L’Africa è diventata la principale meta per il pollame a pezzi: i polli avanzati, un tempo petti pregiati, sono stati eliminati. I consumatori africani preferiscono la carne “con l’osso”, e così i produttori di pollame del Brasile, Unione europea (Ue) e Stati Uniti (Usa) esportano in Africa ciò che non riescono a vendere sui loro mercati nazionali, a un prezzo più basso del pollo che si potrebbe produrre localmente.
Queste esportazioni di pollame congelato hanno invaso molti mercati africani, portando al collasso della produzione di pollame locale.
Alcuni paesi, come Camerun e Nigeria, negli ultimi anni si sono mossi per fermare le importazioni, in uno sforzo congiunto per riparare ai danni provocati ai settori del pollame locali. Ma altri, come Ghana, Togo e Sierra Leone, non sono stati in grado di bloccare le importazioni, e le loro economie ne soffrono.
Cees Vermereen, rappresentante a Bruxelles per la Association of Poultry Processors and Poultry Trade dell'Ue, ha detto che il problema delle attrezzature per la refrigerazione non idonee agli standard deve essere risolto a livello locale. Ma anche i paesi esteri potrebbero fare la loro parte.
“Anche se sta ai governi risolvere i problemi delle infrastrutture, visto che gli esportatori hanno interesse a che i loro prodotti vengano gestiti bene, potrebbero anche essere aperti alla possibilità o in grado di fornire un qualche tipo di sostegno, come servizi post-vendita”, ha osservato.
“I produttori locali che commerciano pollame hanno interesse anche che vi siano adeguati impianti e strutture di raffreddamento”. L’Ue ha promesso di aiutare i paesi in via di sviluppo in Africa, Caraibi e Pacifico (ACP) a sviluppare le loro infrastrutture nazionali per poter meglio partecipare al commercio mondiale – e questo sotto gli auspici degli Accordi di partnership economica.
Questi accordi dovrebbero essere operativi entro la fine del 2007, per adeguare il commercio tra ACP e Ue alle normative dell’Organizzazione mondiale del commercio. Ma alcuni temono che le nazioni ACP non saranno in grado di sostenere la concorrenza su queste merci.

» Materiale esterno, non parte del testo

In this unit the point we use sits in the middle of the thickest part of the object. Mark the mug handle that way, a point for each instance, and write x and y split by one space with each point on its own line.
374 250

“L’unico modo per i paesi poveri di far fronte a esportazioni competitive e aggressive è organizzarsi tra loro e organizzare i loro mercati interni”, ha detto Thijs Berman, membro tedesco del Parlamento europeo che ha recentemente redatto un rapporto sull’assistenza agli animali nell’avicoltura, ed è anche membro della commissione agricoltura del Parlamento.
“Dobbiamo sviluppare le infrastrutture generali in questi paesi, come i porti, il trasporto ferroviario, le strade, internet su banda larga, e in particolare le attrezzature di refrigerazione per le industrie della carne”.